Another development that could affect the staggering costs is transforming the treatment from a lengthy (and costly) hospital visit into an outpatient procedure, says Brown.
“The goal is a scenario where a patient can come in, be injected with DNA or RNA that will turn a fraction of the patient’s T cells into CAR-T cells, and they will go and kill the cancer cells. That would have a big impact on cost.”
Despite all the hurdles, many of those involved in CAR-T cell research are cautiously optimistic about where the technology is heading.
“This is the tip of the iceberg,” says Chu. “There are CAR T-cells that have shown significant activity against glioblastoma multiforme — the most common brain cancer, including the one that killed Senator John McCain—and some forms of muscle and bone cancers.”
Brown says CAR-T therapy has the potential to be used beyond just cancer, like inflammation, and autoimmune disease, “and possibly even to treat aging,” he says. “It’s not science fiction because all of these things have already been demonstrated in animal models and will eventually move to humans.”
Though these seismic shifts won’t happen overnight—“outside of pandemics, medicine moves slowly,” Brown says — it’s still remarkable what they’ve achieved so far.

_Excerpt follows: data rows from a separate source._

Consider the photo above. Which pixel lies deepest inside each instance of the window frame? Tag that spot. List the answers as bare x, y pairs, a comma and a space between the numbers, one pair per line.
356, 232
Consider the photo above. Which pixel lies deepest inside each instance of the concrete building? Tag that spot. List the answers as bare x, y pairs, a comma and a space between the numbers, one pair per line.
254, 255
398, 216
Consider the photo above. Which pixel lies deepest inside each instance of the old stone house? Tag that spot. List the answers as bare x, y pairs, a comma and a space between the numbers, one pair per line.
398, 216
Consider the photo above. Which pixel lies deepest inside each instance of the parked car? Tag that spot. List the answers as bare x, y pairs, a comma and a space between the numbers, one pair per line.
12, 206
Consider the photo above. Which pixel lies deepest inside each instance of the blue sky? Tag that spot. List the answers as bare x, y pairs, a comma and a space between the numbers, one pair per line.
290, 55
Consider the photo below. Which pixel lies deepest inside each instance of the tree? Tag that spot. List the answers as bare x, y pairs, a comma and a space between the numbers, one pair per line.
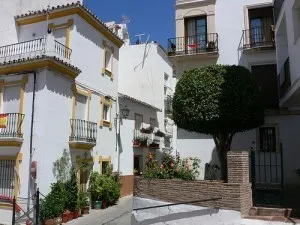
218, 100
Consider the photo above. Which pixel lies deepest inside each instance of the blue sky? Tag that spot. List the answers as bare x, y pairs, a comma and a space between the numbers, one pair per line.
156, 17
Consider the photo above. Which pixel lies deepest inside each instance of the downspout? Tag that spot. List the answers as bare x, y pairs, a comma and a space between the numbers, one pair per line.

What made Brown believe that this therapy was something special — that “we’re living just a few minutes after the Big Bang,” as he puts it —are the statistics.

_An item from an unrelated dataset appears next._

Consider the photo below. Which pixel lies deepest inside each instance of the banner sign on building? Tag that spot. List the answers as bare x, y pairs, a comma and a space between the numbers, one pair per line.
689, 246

“It’s very common for us to read results from clinical trials of new drugs and you have to squint to see the difference,” he says. “You read how the drug extended the life of sick patients from a six-month survival to an eight-month survival.”

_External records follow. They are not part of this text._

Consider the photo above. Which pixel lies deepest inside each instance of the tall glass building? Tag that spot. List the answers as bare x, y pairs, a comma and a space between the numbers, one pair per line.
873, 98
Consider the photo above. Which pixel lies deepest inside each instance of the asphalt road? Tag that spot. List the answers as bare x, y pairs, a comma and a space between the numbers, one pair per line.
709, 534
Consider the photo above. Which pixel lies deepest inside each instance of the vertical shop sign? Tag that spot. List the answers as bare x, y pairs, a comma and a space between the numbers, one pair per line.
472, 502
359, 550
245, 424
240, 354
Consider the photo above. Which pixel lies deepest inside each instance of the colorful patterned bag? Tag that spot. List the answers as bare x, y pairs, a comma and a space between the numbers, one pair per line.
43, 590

But with CAR-T, he says, the numbers are more startling. “They’re reporting remissions of more than a year, and you don’t have to be a radiologist to see the differences. The tumor masses hadn’t just shrunk, they were completely gone from these patients.”
For Wolcott, who’s now 22 and living with his wife—whom he met soon after he got sick — in Greensboro, NC, he’s still in shock that the cancer he thought would kill him remains (for the moment) in his rear-view mirror.
“The day I found out I was officially in remission felt like the first day of my life,” he says.
To salute 1,000 days of being cancer-free, Wolcott celebrated with a trip in September to the Blue Ridge Rock Festival.
Standing and dancing for hours in the blazing Southern sun would’ve been unthinkable for Wolcott just a few years ago.
“There was a time during my treatment where I felt like I’d spend the rest of my life locked inside,” Wolcott says. “Every day that I’m alive and out in the world again, I feel grateful.”